• In the case of Centrovincial Estates PLC v Merchant Investors Assurance Company Ltd [1983] Com LR 158, the Court of Appeal ruled consideration is required to support a promise and to take intentions of a reasonable observer into account.
  • This case concerned contract law, consideration, mistakes and lease agreements.

Facts of the Case

  • D received a letter from C stating that the current market rental value of the lent property was £65,000.
  • C and D contracted until later it was discovered the offer price was supposed to state £126,000.
  • D however contended the terms of the contract had been fulfilled and they could not have known the original offer contained a mistaken price until C brought it to their attention.
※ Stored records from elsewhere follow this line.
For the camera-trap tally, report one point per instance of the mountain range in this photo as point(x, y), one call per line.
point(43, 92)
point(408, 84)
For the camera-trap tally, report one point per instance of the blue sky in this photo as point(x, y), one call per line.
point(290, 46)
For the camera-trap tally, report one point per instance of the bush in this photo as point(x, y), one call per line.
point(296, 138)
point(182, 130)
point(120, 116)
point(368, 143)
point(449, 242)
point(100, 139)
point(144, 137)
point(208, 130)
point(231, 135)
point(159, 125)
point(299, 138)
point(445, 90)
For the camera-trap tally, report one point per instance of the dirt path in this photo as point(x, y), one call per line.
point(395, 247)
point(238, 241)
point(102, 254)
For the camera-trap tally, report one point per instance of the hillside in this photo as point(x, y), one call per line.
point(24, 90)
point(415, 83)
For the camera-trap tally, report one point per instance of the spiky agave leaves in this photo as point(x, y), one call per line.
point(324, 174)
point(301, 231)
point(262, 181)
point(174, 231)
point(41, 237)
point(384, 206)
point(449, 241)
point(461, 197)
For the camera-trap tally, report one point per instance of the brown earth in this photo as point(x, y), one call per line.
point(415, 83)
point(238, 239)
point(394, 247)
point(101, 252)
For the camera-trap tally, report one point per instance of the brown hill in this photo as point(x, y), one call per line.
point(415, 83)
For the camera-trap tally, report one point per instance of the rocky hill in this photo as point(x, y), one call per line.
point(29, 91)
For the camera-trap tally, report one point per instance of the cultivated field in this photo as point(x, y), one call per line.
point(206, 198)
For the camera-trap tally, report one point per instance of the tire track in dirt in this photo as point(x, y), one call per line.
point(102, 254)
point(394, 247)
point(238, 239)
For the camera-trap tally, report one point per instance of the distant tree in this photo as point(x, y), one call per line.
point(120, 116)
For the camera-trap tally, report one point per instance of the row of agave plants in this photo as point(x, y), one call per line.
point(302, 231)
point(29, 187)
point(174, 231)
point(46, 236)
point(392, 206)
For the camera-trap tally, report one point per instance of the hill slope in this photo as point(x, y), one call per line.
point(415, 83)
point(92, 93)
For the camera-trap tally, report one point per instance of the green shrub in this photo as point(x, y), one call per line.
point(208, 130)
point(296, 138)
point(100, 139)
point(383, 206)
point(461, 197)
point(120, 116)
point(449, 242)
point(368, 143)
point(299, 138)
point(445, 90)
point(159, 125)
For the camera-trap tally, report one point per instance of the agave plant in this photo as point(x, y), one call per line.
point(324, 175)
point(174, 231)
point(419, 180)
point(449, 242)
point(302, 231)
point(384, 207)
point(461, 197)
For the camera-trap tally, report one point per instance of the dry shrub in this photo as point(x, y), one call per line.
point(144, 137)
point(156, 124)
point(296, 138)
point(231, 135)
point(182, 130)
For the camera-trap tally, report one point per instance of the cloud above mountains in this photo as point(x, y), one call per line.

  • Was there an apparent binding agreement in law?
  • Should D ought reasonably to have known there was an error?
  • Was the contract rendered void by mistake?

Held by Court of Appeal

  • Appeal allowed – C did not prove that D knew, or ought reasonably to have known, of their error at the relevant time.

Slade LJ

Contract law principles

  • £65,000 was lower than the payment according to the Lease agreement so D did not change their position and C could rightfully withdraw their offer. D gave consideration.
  • “But in the absence of any proof, as yet, that the defendants either knew or ought reasonably to have known of the plaintiffs’ error at the time when they purported to accept the plaintiffs’ offer, why should the plaintiffs now be allowed to resile from that offer? It is a well-established principle of the English law of contract that an offer falls to be interpreted not subjectively by reference to what has actually passed through the mind of the offeror, but objectively, by reference to the interpretation which a reasonable man in the shoes of the offeree would place on the offer.”

Offer and acceptance

  • “An offer, when unequivocally accepted according to its precise terms, will give rise to a legally binding agreement as soon as acceptance is communicated to the offeror in the manner contemplated by the offer, and cannot thereafter be revoked without the consent of the other party.”
  • “The offeror under a bilateral contract can withdraw an unambiguous offer, after it has been accepted in the manner contemplated by the offer, merely because he has made a mistake which the offeree neither knew nor could reasonably have known at the time when he accepted it. And in this context, provided only that the offeree has given sufficient consideration for the offeror’s promise, it is nothing to the point that the offeree may not have changed his position beyond giving the promise requested of him.”